Dental implants are metal anchors placed in the jawbone underneath the gum tissue to support artificial teeth where natural teeth are missing. Unlike other types of tooth replacements, such as removable dentures or fixed bridges that are cemented to remaining teeth, dental implants are actually placed (‘implanted’) into the jaw bone under the gum tissue.

These implants are usually made from a metal called titanium, which is readily accepted by the body, and to the implants. Accepted by the American Dental Association, dental implants have been used for many years, and hundreds of thousands have been placed. Due to a phenomenon known as “osteointegration” meaning that bone actually attaches itself to the implant, these anchors provide a strong foundation that allows people with missing teeth to chew efficiently and comfortably.


Anyone who is missing teeth and can benefit from increased chewing efficiency, and improved appearance or speech, is a candidate for dental implants. Implants can be the solution when it has become difficult or impossible to wear a removable denture.
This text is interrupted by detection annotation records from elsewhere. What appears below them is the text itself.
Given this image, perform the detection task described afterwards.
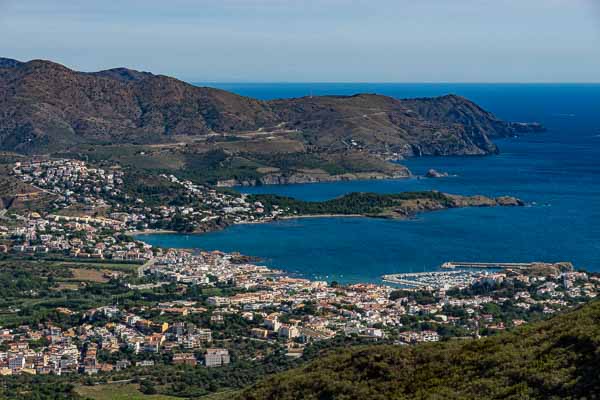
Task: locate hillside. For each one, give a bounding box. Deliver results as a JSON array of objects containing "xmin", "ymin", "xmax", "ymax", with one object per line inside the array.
[
  {"xmin": 0, "ymin": 58, "xmax": 543, "ymax": 185},
  {"xmin": 239, "ymin": 301, "xmax": 600, "ymax": 400}
]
Portions of the jaw that are missing due to an accident, disease, or birth defect can often be reconstructed using implants.
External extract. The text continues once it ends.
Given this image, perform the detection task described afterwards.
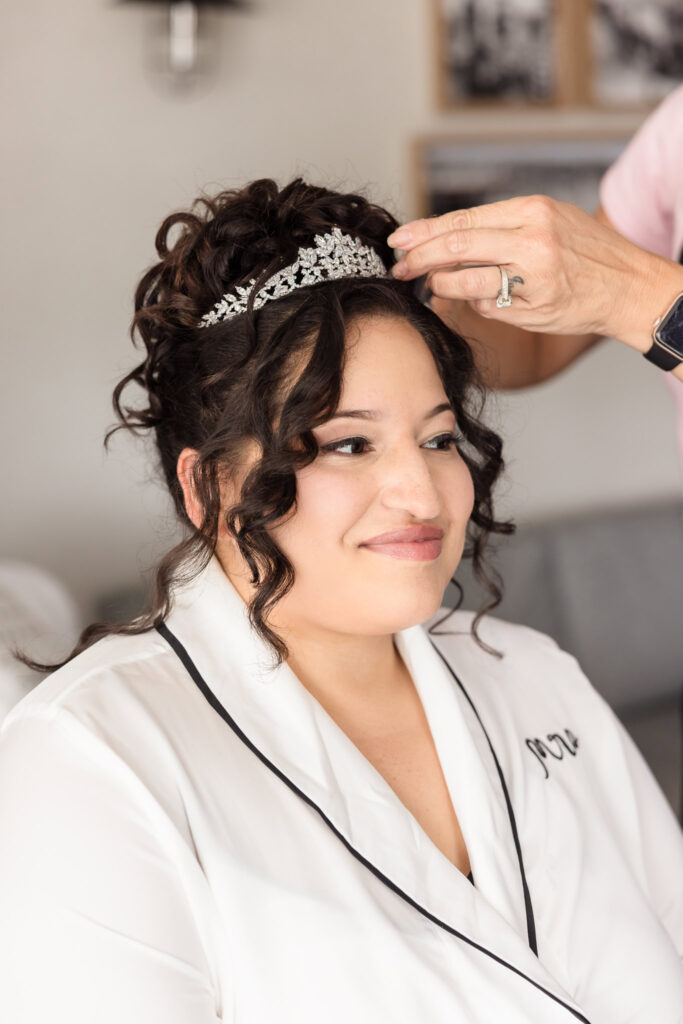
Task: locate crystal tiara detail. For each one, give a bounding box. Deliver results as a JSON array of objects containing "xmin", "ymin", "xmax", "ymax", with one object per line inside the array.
[{"xmin": 197, "ymin": 227, "xmax": 388, "ymax": 327}]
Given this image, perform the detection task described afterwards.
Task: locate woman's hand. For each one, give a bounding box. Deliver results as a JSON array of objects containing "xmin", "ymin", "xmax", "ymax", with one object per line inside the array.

A thorough oral examination and medical consultation by your general dentist and our office for implant treatment is necessary to determine if you are a candidate for dental implants. Working as a team, our office places the implants and, after healing takes place, your dentist designs and places the artificial teeth that are supported by the implants. During the examination, you will give a complete medical history. Be sure to give all information, including any health problems, allergies or medications you are taking. Your examination may include several types of x-rays to provide essential information about the jaw bone and its anatomy, models of your jaws, and possibly certain blood tests. Based on the results of this examination, we will discuss all aspects of your case with you. Together you will decide if dental implants are appropriate for you.

Stage 1 Surgery

The first surgical procedure for implants involves placing the implants in the bone. This surgery can take place in our surgeon’s office. Local anesthesia, a mild sedative, or in certain cases general anesthesia may be recommended.

Post Op

Immediately following surgery you may be asked to bite on some gauze to stop any bleeding, and an ice pack may be used during the first 24 hours to help reduce swelling. Expect some swelling in the area of the implant surgery for up to 72 hours following the procedure, as well as some discoloration of the skin and gums for a few days. Pain medication prescribed by your surgeon will help alleviate any discomfort, and you should be able to resume normal activities within a day or two. Your surgeon may also prescribe antibiotics. Expect some minor bleeding on the day of surgery, but report excessive bleeding to your surgeon immediately. During this time a soft diet is recommended.

Stage 2 Surgery

Stage 2 is the second surgical procedure that takes place after healing from Stage 1 is complete. It usually takes 3-6 months for implants to become stable in the bone before stage 2 surgery can be performed. At stage 2 surgery, the implants are exposed to the oral cavity using various types of posts placed upon the implants called abutments. These abutments can be healing abutments or prosthetic. The healing abutments allow for the gums to heal and reform around the implant. The prosthetic abutment is used to accept a crown to be placed over the implant. We can place either type upon your dentist request.

Following Stage 2 Surgery

After returning home, eat a soft diet and follow your surgeon’s oral hygiene instructions. Expect some minor bleeding, but report excessive bleeding or swelling to your surgeon. You will return to your surgeon within a few days so that healing progress can be monitored, and if you wear a denture, it may be placed immediately or shortly after surgery. This will be determined by your dentist on an individual basis.